His criticism comes just weeks before Parks Victoria names the successful tenderer for the replacement of the outer, condemned section of the pier.
In May 2012, the state government announced it would spend up to $15 million to replace the outer section with its 125 pylons, which had been closed since August 2010 after a series of storms weakened the structure.
In the Parliament last week, Mr Morris said the project had gone “seriously off the rails” under the Brumby Labor government.
“In 2009, the Brumby government announced it would refurbish the pier and install wave screens,” he said.
“The amount allocated was intended to replace the inner and middle sections of the pier, which had become unstable as a result of harsh sea conditions over an extended period.
“The intention was also to remove rock which had been piled against the inner section of the pier to provide a measure of protection and to replace it with wave screens.”
Mr Morris said the rock had been removed, “leaving the harbour exposed”.
“The two sections of the pier were demolished and work was begun on the replacement structure.
“As we came to expect with any Labor project, this one went seriously off the rails. Not only were insufficient funds allocated to complete the project but it was established that the outer section of the pier, which it had been intended would be retained, was no longer safe and had to be closed.

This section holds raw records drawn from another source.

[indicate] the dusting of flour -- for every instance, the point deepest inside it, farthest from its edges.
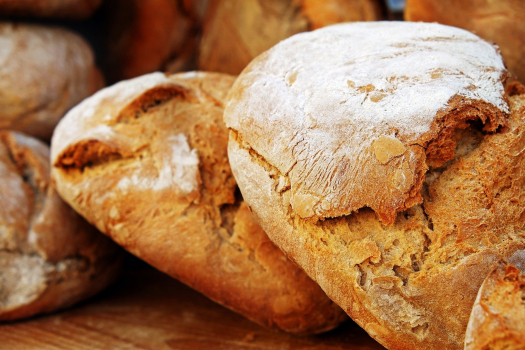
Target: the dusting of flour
(321, 99)
(180, 169)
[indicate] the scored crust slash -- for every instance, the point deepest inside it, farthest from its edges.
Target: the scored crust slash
(146, 161)
(402, 156)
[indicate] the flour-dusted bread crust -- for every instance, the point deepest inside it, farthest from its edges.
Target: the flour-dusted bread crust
(63, 9)
(354, 114)
(502, 22)
(320, 139)
(497, 321)
(146, 162)
(147, 36)
(44, 72)
(236, 31)
(50, 257)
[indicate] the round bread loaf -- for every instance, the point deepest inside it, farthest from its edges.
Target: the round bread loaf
(146, 36)
(381, 158)
(146, 161)
(236, 31)
(64, 9)
(502, 22)
(43, 73)
(497, 321)
(50, 257)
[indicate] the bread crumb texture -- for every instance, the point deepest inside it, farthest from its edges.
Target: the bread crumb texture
(400, 207)
(145, 160)
(50, 257)
(497, 321)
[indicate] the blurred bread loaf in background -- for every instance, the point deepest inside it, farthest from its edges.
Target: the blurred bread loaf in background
(44, 71)
(59, 9)
(50, 257)
(386, 160)
(236, 31)
(502, 22)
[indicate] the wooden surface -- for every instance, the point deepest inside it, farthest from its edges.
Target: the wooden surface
(145, 309)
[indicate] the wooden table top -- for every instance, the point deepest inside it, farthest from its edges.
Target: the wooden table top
(146, 309)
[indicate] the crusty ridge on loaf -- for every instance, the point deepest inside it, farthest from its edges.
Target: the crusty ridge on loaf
(146, 161)
(50, 257)
(410, 282)
(497, 321)
(357, 123)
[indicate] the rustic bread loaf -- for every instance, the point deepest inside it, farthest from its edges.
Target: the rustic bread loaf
(502, 22)
(146, 36)
(146, 162)
(236, 31)
(497, 321)
(64, 9)
(381, 158)
(50, 257)
(43, 73)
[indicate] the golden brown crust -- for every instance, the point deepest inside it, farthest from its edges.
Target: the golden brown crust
(236, 31)
(502, 22)
(147, 36)
(151, 171)
(412, 284)
(332, 108)
(44, 71)
(64, 9)
(50, 258)
(497, 321)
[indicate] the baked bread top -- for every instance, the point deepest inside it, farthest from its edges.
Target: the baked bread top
(497, 321)
(44, 71)
(410, 284)
(502, 22)
(50, 257)
(354, 114)
(146, 161)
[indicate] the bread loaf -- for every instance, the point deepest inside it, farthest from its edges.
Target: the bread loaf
(382, 158)
(44, 72)
(50, 258)
(145, 161)
(236, 31)
(63, 9)
(502, 22)
(497, 321)
(146, 36)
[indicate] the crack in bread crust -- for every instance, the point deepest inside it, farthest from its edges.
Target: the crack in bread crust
(205, 237)
(401, 282)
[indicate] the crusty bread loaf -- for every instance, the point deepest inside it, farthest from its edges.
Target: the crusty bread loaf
(236, 31)
(43, 73)
(146, 36)
(382, 159)
(64, 9)
(50, 257)
(502, 22)
(146, 162)
(497, 321)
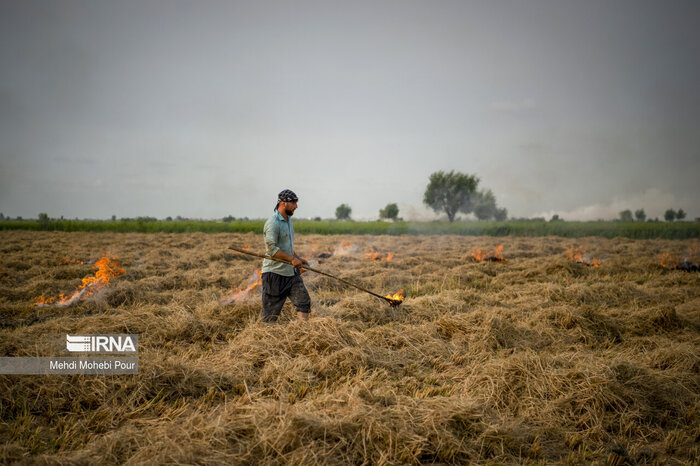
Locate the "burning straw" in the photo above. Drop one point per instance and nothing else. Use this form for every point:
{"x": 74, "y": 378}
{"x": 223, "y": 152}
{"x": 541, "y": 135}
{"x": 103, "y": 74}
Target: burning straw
{"x": 106, "y": 270}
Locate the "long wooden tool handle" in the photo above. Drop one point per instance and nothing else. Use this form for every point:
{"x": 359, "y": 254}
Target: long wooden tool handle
{"x": 306, "y": 267}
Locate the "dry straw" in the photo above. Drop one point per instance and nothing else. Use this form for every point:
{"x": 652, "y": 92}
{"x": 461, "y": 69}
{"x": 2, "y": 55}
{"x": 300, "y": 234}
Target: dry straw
{"x": 535, "y": 359}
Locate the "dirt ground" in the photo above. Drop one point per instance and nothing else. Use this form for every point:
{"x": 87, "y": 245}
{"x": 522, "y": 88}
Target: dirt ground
{"x": 536, "y": 358}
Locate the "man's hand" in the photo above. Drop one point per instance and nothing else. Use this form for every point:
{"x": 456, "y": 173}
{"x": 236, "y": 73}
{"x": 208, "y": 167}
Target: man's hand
{"x": 298, "y": 262}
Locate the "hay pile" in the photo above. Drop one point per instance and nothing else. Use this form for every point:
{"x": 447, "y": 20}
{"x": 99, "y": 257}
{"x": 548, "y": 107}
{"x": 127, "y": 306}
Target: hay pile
{"x": 537, "y": 358}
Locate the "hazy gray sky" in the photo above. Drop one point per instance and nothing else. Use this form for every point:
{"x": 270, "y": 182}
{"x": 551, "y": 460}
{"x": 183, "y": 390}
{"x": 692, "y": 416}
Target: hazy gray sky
{"x": 205, "y": 109}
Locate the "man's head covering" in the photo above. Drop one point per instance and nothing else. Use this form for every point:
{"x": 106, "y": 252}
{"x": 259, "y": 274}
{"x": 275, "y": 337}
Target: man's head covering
{"x": 286, "y": 196}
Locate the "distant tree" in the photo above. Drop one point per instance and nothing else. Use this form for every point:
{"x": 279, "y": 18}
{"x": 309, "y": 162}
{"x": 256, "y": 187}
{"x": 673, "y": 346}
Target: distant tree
{"x": 391, "y": 212}
{"x": 342, "y": 212}
{"x": 501, "y": 214}
{"x": 484, "y": 205}
{"x": 626, "y": 216}
{"x": 451, "y": 193}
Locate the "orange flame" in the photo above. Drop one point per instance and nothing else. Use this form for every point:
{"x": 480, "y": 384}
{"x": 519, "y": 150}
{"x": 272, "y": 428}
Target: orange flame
{"x": 253, "y": 282}
{"x": 495, "y": 256}
{"x": 396, "y": 296}
{"x": 375, "y": 255}
{"x": 107, "y": 269}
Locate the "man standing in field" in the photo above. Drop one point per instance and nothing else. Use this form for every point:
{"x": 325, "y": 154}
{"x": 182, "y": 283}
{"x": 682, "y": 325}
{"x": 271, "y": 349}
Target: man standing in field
{"x": 279, "y": 280}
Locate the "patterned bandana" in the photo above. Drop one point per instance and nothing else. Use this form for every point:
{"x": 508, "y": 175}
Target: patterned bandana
{"x": 287, "y": 196}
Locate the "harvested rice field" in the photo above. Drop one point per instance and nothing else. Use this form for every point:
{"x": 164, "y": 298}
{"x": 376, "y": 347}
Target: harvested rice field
{"x": 547, "y": 350}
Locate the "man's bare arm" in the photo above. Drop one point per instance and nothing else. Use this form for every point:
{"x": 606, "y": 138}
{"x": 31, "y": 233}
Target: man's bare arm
{"x": 294, "y": 259}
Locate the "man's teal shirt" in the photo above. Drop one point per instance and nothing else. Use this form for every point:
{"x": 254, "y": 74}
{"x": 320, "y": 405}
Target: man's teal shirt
{"x": 279, "y": 234}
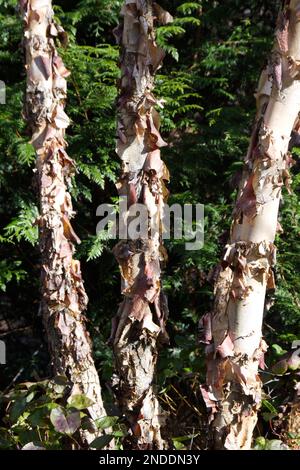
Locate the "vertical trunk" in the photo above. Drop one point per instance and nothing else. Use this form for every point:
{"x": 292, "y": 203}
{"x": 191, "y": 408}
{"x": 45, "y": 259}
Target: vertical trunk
{"x": 233, "y": 389}
{"x": 63, "y": 295}
{"x": 139, "y": 326}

“In order to meet the budget, the wave screens were dropped and the harbour was left open to the elements.”
“Under the direction of the Coalition government, the new section has been fully protected with wave screens, making a significant difference to safety in the harbour precinct.”
He said designs of the outer section had “met with wide acclaim from the local community”.

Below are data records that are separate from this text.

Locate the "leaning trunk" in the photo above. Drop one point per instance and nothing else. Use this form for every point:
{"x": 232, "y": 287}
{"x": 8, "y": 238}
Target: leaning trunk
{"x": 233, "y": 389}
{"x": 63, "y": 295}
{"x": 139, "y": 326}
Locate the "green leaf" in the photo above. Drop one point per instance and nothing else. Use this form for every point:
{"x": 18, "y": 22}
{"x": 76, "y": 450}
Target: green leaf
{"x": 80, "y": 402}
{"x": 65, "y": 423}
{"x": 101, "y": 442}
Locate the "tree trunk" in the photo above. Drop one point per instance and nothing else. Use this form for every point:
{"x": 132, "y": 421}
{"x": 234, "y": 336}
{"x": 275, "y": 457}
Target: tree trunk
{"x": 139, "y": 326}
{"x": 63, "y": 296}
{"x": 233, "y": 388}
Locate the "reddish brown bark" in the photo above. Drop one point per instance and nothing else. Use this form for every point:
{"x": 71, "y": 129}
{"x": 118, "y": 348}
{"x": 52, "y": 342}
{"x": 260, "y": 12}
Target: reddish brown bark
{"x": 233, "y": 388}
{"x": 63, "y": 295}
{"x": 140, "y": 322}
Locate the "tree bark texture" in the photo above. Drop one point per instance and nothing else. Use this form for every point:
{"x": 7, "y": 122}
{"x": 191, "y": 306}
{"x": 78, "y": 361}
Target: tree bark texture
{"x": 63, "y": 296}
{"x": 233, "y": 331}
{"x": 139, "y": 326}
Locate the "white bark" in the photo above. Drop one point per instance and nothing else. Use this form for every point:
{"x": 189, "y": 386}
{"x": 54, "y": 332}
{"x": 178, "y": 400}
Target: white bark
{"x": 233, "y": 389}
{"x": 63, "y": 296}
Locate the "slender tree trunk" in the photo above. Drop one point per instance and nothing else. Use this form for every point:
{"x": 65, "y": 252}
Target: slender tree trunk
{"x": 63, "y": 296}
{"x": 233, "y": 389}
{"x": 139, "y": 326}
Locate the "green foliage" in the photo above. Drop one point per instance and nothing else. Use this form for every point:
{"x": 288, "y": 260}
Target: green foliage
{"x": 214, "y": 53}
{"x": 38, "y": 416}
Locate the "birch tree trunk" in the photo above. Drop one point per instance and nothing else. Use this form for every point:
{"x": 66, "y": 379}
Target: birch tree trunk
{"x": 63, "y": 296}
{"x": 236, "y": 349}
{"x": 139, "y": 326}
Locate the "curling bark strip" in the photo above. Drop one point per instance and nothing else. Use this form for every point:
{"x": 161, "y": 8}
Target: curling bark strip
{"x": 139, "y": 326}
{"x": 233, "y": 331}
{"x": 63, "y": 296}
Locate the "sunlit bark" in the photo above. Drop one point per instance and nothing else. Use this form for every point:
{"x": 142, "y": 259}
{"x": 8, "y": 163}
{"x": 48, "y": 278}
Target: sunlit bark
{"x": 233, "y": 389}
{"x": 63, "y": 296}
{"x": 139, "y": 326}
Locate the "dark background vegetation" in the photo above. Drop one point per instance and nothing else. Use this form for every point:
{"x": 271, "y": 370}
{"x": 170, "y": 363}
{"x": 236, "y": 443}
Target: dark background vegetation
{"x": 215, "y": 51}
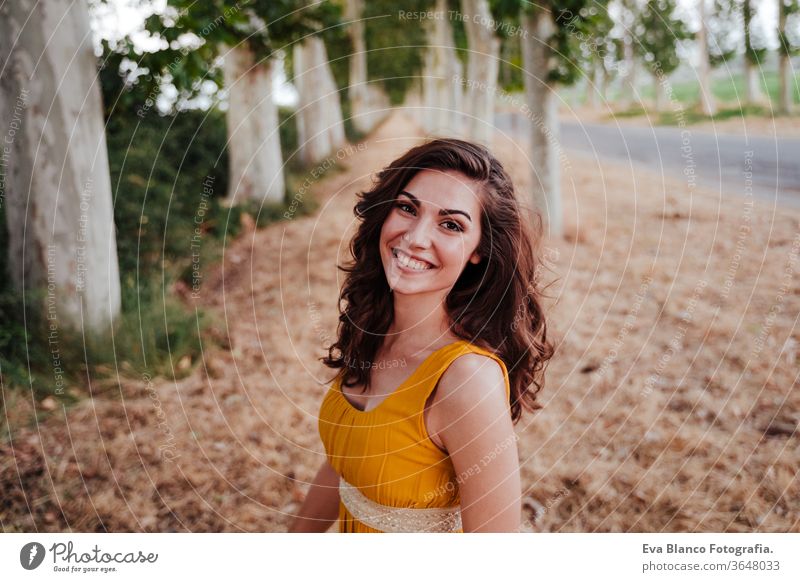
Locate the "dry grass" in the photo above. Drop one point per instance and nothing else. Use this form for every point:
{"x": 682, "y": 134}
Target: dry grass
{"x": 673, "y": 410}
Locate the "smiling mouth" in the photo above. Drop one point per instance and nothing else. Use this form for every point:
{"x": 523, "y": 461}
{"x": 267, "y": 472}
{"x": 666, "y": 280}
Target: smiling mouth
{"x": 411, "y": 264}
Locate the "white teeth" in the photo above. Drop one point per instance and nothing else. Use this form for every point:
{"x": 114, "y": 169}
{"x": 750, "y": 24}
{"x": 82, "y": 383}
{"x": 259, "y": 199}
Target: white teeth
{"x": 410, "y": 263}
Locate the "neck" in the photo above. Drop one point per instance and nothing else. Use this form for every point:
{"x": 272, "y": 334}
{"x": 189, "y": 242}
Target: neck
{"x": 420, "y": 322}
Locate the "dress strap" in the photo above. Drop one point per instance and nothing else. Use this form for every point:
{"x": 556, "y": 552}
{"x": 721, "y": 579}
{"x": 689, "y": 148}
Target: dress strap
{"x": 436, "y": 368}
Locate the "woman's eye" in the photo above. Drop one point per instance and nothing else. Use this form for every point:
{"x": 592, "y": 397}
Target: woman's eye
{"x": 405, "y": 207}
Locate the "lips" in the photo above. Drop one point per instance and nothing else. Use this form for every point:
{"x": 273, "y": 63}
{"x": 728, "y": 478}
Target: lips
{"x": 411, "y": 262}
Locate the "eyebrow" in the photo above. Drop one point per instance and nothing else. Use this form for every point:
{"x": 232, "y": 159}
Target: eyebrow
{"x": 442, "y": 212}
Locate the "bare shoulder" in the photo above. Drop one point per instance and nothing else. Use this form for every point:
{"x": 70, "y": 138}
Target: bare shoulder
{"x": 472, "y": 379}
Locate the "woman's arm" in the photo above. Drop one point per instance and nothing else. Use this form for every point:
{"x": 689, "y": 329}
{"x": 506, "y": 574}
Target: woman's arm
{"x": 479, "y": 437}
{"x": 321, "y": 506}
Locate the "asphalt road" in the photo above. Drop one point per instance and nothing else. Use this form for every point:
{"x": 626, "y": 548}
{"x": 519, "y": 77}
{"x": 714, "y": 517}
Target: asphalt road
{"x": 732, "y": 163}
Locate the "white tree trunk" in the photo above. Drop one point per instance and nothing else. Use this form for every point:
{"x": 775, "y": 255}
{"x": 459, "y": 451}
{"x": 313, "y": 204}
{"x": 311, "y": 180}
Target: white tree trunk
{"x": 254, "y": 145}
{"x": 595, "y": 87}
{"x": 787, "y": 85}
{"x": 785, "y": 67}
{"x": 58, "y": 190}
{"x": 661, "y": 93}
{"x": 369, "y": 105}
{"x": 630, "y": 97}
{"x": 544, "y": 130}
{"x": 441, "y": 90}
{"x": 320, "y": 129}
{"x": 707, "y": 103}
{"x": 754, "y": 94}
{"x": 482, "y": 69}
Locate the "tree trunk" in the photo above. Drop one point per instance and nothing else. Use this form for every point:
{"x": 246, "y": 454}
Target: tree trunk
{"x": 482, "y": 69}
{"x": 630, "y": 98}
{"x": 707, "y": 103}
{"x": 661, "y": 94}
{"x": 753, "y": 93}
{"x": 787, "y": 85}
{"x": 596, "y": 95}
{"x": 320, "y": 129}
{"x": 543, "y": 114}
{"x": 784, "y": 64}
{"x": 58, "y": 190}
{"x": 441, "y": 90}
{"x": 369, "y": 105}
{"x": 254, "y": 145}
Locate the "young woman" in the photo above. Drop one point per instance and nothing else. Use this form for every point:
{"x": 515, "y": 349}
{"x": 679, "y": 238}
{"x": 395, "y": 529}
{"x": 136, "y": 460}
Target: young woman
{"x": 441, "y": 344}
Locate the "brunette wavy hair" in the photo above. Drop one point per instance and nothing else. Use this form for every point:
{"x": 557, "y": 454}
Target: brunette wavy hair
{"x": 495, "y": 304}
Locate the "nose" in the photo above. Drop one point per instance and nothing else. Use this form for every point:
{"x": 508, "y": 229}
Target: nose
{"x": 418, "y": 234}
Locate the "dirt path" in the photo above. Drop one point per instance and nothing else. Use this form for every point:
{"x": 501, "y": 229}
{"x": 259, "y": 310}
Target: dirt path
{"x": 670, "y": 405}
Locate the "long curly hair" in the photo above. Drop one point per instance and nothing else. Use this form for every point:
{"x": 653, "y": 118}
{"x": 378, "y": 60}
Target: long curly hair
{"x": 495, "y": 304}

When completed, the government will have spent at least $18.5 million on the pier since August 2010.
The town’s iconic, 123-metre long pier is used by two million visitors a year, the second-most visited pier on Port Phillip.
It was closed in April 2010 after a storm damaged pylons and dislodged about 100 large deck planks.

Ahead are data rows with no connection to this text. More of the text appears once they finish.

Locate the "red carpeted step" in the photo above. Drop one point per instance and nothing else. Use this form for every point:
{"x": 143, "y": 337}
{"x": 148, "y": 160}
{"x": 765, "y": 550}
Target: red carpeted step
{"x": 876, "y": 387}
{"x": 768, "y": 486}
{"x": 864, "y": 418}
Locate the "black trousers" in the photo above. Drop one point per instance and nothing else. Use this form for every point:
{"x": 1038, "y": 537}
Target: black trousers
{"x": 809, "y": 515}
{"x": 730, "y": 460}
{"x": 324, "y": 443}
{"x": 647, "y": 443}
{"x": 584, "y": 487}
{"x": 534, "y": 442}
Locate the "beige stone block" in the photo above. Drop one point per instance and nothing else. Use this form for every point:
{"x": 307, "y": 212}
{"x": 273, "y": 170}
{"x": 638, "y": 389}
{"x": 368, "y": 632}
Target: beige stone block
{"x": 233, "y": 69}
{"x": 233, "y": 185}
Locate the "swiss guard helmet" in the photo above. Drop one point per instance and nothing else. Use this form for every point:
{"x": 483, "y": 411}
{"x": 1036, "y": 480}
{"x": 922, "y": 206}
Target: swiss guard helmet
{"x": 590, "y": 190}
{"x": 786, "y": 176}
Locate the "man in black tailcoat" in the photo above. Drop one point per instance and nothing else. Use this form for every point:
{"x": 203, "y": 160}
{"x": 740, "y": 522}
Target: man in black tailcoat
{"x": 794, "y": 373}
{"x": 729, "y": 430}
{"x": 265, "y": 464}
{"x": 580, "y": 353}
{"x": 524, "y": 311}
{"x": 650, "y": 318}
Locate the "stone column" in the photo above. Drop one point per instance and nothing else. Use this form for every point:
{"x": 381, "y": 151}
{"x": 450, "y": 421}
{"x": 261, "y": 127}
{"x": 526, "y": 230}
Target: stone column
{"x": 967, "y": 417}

Two more storms in August and September 2010 – with winds of more than 60 knots – further weakened the pier, a form of which has served the town for more than 150 years.
The middle, 53-metre long section replaced in 2010-11 saw old wooden pylons replaced by concrete ones with a three-piece reinforced concrete deck and timber planks on top.
In June 2011, The News reported the outer section was in danger of collapsing after engineers found 20 per cent of wooden pylons had failed or were about to fail and were not supporting the top deck.
About half of the remaining 80 per cent were in “average condition” and the outer section was one big storm away from becoming irreparable damaged. Luckily that storm did not arrive.